Para lavar roupa e tomar banho todos se servem da água de aparência suja de barreiros - alguns a mais de um quilômetro de suas casas. Essas mulheres, assim como outros moradores do Umbuzeiro receberam, no dia 15, certificado de um curso de avicultura básica do Serviço Nacional de Aprendizagem Rural (Senar), ministrado em um dia. "Esse papel aqui (a apostila) a gente vai guardar de lembrança", diz Arlete, ao lado do grupo reunido próximo à casa de Limeira. "Não tem como botar na prática."

 

Fracasso.

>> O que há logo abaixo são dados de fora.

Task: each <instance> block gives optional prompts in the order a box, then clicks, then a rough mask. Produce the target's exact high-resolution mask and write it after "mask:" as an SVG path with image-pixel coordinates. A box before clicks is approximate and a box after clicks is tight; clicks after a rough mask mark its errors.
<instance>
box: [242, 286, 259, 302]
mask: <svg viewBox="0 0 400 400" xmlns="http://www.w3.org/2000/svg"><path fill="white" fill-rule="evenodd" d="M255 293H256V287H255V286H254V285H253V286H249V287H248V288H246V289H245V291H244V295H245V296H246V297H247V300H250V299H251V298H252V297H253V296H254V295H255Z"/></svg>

Cícero Francisco da Silva, 51 anos, é professor da escola municipal do Umbuzeiro, que tem 55 alunos. Conta apenas com o manual do professor e escreve a matéria das várias séries para as crianças copiarem, já que só dispõem de caderno e lápis. A merenda, segundo ele, é suficiente para oito dias. No restante do mês, não há lanche. Afirma contar nos dedos os alunos que ensinou ao longo de quase três décadas que conseguiram superar a linha da miséria. "É um fracasso", afirma.

 

Em 2000, a renda média de Manari era de R$ 41,14. Dez anos depois, atingiu R$ 210,44. O comércio, ainda fraco, cresce e começa a sair da informalidade. O número de famílias beneficiadas com o Bolsa Família chega a 3.025. O acesso à cidade foi asfaltado.

 

"Não somos mais o que éramos", diz, otimista, o vereador Cícero de Oliveira Santos (PSB). Cita melhoria da autoestima do povo e geração de oportunidades para as famílias de Manari - uma cidade que não oferece atrativos ou desperta encanto em quem nela chega. Seu prefeito, Otaviano Martins (PSDB), não mora lá nem dá expediente na prefeitura. O Estado tentou contato com ele, por telefone, sem sucesso.